Using that is as simple as:
<cfset jrex = createObject('component','jre-utils').init('CASE_INSENSITIVE') />
...
<cfset Urls = jrex.match( regex , input ) />
After the createObject, it should basically be like using the built-in re~ stuff, but with the slight syntax difference, and the different regex engine under the hood.
(If you have any problems or questions with the component, let me know.)
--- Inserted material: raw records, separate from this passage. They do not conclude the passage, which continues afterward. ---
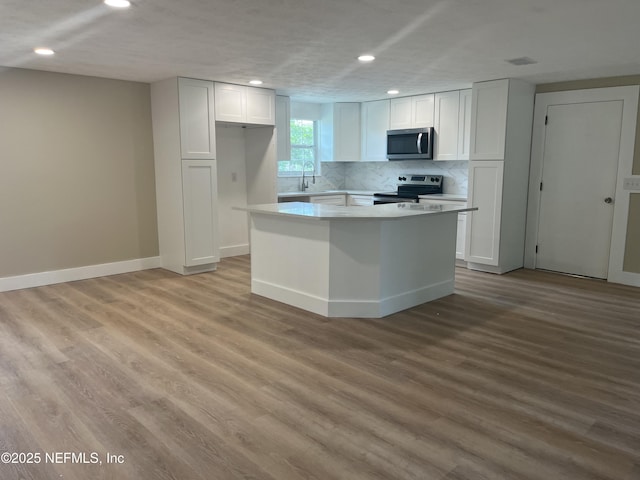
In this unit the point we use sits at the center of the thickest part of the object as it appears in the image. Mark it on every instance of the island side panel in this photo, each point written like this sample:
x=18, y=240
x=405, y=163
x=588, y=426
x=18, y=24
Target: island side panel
x=354, y=276
x=417, y=260
x=290, y=260
x=383, y=266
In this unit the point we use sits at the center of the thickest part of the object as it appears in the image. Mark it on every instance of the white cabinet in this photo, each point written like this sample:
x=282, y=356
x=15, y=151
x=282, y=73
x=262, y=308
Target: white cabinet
x=464, y=124
x=411, y=112
x=261, y=106
x=489, y=120
x=283, y=128
x=375, y=123
x=452, y=125
x=462, y=224
x=329, y=199
x=501, y=120
x=199, y=191
x=197, y=130
x=186, y=188
x=246, y=105
x=447, y=110
x=400, y=113
x=340, y=132
x=359, y=200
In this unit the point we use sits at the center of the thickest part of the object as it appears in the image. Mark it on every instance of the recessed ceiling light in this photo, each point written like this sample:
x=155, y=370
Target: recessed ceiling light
x=118, y=3
x=521, y=61
x=43, y=51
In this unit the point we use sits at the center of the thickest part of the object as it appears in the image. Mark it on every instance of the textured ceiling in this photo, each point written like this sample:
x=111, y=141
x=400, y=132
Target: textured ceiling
x=308, y=49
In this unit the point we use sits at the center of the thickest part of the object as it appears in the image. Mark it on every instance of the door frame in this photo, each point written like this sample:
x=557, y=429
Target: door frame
x=629, y=96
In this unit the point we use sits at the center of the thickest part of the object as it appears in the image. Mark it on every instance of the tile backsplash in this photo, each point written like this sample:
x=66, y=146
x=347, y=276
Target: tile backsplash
x=381, y=176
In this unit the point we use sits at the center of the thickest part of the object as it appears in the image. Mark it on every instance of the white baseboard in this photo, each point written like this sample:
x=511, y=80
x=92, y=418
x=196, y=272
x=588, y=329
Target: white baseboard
x=80, y=273
x=625, y=278
x=373, y=308
x=234, y=250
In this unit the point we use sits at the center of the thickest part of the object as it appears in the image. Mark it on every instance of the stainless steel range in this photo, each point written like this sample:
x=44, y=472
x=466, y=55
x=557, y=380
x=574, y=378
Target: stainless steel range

So, on to your excluding emails from URL matching problem:
We can either do a (?<=positive) or (?<!negative) lookbehind, depending on if we want to say "we must have this" or "we must not have this", like so:
(?<=\s) # there must be whitespace before the current position
(?<!#) # there must NOT be an # before current position
For this URL example, I would expand either of those examples to:
(?<=\s|^) # look for whitespace OR start of string
or
(?<![#\w/]) # ensure there is not a # or / or word character.
Both will work (and can be expanded with more chars), but in different ways, so it simply depends which method you want to do it with.
Put whichever one you like at the start of your expression, and it should no longer match the end of abcd#gmail.com, unless I've screwed something up. :)
Update 2:
Here is some sample code which will exclude any email addresses from the match:
<cfset jrex = createObject('component','jre-utils').init('CASE_INSENSITIVE') />
<cfsavecontent variable="SampleInput">
check out this site google.com and don't forget to see this too bing.com/maps
this is an email#somewhere.com which should not be matched
</cfsavecontent>
<cfset FindUrlRegex = '(?<=\s|^)(?:https?:)?(?://)?(?:[\w-]+\.)+[a-z]{2,6}(?::\d+)?(?:/[\w.,-]+)*(?:\?\S+)?' />
<cfset MatchedUrls = jrex.match( FindUrlRegex , SampleInput ) />
<cfdump var=#MatchedUrls#/>
Make sure you have downloaded the jre-utils.cfc from here and put in an appropriate place (e.g. same directory as script running this code).
This step is required because the (?<=...) construct does not work in CF regular expressions.